##Set up Neo4j Enterprise (Docker / VM).
docker run \
-p 7474:7474 -p 7687:7687 \
-e NEO4J_AUTH=neo4j/s3cr3t\
-v $PWD/data:/data -v $PWD/plugins:/plugins \
--name neo4j-apoc \
-e NEO4J_apoc_export_file_enabled=true \
-e NEO4J_apoc_import_file_enabled=true \
-e NEO4J_apoc_import_file_use__neo4j__config=true \
-e NEO4JLABS_PLUGINS=\[\"apoc\"\] \
--env NEO4JLABS_PLUGINS='["graph-data-science"]'\
neo4j
Link to the graph:
https://arrows.app/#/local/id=CGvPhHgNFdKpruz0pgS1
There are four activities can be identified given the supplied dataset, that is Person node can have any of the following four activity nodes:
- Work
- Education
- Trip
- Transaction
In this exercise, I created four nodes for different activities, an alternative way, given the small amount of data, could be creating an activity node, with a type property set as work, education etc.
To reduce the amount of duplicated data, I further introduced the country and year nodes, as these data are presented in all tables.

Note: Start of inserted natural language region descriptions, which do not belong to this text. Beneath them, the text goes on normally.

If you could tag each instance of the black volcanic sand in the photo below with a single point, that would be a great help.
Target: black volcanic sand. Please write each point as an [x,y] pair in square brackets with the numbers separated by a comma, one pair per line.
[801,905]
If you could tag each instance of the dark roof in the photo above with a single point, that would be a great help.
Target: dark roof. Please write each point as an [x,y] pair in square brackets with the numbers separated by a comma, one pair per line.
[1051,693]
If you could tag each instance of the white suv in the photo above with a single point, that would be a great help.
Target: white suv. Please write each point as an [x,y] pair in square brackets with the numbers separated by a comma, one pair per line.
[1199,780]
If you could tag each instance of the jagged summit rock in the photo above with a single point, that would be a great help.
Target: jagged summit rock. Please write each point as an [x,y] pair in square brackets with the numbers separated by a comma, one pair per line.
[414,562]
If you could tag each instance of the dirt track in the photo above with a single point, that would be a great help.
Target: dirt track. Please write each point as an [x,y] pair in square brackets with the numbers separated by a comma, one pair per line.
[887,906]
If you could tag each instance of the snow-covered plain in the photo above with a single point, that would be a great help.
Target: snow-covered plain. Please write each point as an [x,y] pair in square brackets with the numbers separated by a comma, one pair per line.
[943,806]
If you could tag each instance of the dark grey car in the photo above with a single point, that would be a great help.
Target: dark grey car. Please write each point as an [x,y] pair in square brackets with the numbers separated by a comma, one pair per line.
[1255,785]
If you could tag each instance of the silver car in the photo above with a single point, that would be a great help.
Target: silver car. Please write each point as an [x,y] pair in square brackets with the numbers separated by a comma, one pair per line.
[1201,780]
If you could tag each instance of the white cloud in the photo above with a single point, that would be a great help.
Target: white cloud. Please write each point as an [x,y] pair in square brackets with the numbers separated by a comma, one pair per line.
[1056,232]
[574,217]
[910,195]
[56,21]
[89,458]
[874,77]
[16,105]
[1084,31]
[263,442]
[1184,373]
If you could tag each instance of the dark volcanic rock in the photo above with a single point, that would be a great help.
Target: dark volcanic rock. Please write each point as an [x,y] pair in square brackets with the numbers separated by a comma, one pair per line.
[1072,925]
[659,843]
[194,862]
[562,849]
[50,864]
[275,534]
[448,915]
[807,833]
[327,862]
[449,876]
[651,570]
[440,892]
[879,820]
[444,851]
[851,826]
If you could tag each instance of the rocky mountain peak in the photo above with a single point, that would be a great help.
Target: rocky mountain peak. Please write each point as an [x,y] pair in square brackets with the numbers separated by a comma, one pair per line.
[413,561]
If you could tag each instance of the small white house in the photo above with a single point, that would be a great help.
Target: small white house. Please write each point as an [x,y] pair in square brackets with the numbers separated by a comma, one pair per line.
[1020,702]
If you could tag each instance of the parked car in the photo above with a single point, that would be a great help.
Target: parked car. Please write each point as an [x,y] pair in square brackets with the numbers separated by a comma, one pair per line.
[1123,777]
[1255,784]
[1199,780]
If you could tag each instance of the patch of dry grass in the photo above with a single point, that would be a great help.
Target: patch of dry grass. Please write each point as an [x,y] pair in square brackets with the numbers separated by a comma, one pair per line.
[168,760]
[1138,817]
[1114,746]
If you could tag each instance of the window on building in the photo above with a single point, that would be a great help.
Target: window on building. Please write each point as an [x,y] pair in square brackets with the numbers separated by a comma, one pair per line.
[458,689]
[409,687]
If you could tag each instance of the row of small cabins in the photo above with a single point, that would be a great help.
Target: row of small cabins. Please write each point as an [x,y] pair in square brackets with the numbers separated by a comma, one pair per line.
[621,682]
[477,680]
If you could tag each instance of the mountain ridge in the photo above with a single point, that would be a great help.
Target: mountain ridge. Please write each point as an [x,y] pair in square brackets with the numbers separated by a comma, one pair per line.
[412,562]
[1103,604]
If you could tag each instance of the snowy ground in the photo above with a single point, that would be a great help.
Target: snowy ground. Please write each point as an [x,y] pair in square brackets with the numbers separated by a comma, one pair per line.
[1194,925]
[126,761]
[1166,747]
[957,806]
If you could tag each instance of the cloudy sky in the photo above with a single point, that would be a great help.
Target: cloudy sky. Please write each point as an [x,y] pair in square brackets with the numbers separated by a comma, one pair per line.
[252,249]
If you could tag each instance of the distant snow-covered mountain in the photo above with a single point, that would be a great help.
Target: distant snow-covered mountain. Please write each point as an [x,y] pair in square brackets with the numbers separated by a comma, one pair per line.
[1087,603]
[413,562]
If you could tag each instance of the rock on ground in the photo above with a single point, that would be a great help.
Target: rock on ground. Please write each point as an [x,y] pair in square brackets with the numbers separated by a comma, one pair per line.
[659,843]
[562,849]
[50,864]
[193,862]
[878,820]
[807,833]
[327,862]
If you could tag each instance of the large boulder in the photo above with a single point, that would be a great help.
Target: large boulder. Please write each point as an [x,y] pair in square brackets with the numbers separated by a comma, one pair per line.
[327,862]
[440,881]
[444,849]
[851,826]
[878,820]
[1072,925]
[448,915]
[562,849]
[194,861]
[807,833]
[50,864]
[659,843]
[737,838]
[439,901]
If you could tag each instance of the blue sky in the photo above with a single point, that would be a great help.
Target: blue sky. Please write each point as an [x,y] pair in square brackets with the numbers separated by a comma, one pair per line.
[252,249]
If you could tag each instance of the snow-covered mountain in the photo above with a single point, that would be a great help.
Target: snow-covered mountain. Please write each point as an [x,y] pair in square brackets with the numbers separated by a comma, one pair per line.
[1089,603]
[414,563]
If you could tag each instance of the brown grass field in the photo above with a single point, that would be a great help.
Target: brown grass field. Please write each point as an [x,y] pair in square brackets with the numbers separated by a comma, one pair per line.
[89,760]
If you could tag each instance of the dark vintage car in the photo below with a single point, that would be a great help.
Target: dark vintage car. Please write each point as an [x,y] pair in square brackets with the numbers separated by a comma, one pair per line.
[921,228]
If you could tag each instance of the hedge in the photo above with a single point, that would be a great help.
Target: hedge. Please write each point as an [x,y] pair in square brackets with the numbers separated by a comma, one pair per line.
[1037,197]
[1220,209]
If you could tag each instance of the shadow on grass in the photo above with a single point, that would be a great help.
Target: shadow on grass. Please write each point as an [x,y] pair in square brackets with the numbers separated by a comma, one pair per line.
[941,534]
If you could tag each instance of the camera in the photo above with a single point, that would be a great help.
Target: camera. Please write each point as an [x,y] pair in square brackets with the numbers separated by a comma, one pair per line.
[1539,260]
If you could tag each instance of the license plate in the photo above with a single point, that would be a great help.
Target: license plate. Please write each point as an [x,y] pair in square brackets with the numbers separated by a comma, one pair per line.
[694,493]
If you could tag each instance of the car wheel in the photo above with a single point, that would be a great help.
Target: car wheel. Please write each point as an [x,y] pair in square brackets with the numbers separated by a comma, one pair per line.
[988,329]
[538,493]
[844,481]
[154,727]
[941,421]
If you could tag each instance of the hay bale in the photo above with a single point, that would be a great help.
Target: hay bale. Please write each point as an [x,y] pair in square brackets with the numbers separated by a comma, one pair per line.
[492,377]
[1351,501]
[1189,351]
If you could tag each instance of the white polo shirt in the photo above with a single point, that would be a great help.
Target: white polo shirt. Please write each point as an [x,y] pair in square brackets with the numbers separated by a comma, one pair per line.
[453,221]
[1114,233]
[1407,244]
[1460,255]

Based on the assumed graph, I intend to answer the following use cases:
Fact questions:
- Has an individual worked/educated/traveled/shopped ?
- If any activity happened, what is the location?
- Given a particular year, what a person has done?
- How many times a person has shopped?
Inference question:
- Does more educated person shopped more?
After code execution 103 nodes will be created:
- 30 Transaction nodes
- 3 Person nodes
- 15 Trip nodes
- 18 Country nodes
- 12 Education nodes
- 6 Work nodes
- 19 Year nodes
Please refer to neo4j_test.py for the import application.
Case one: Has Anil Kumar received any education?
MATCH (n:Person)-[:HAS_ACTIVITY {type:'education'}]-(e) WHERE n.name = 'Anil Kumar' RETURN e
Answer: Anil has received five qualifications
Case two: When and where did Anil Kumar receive her university education?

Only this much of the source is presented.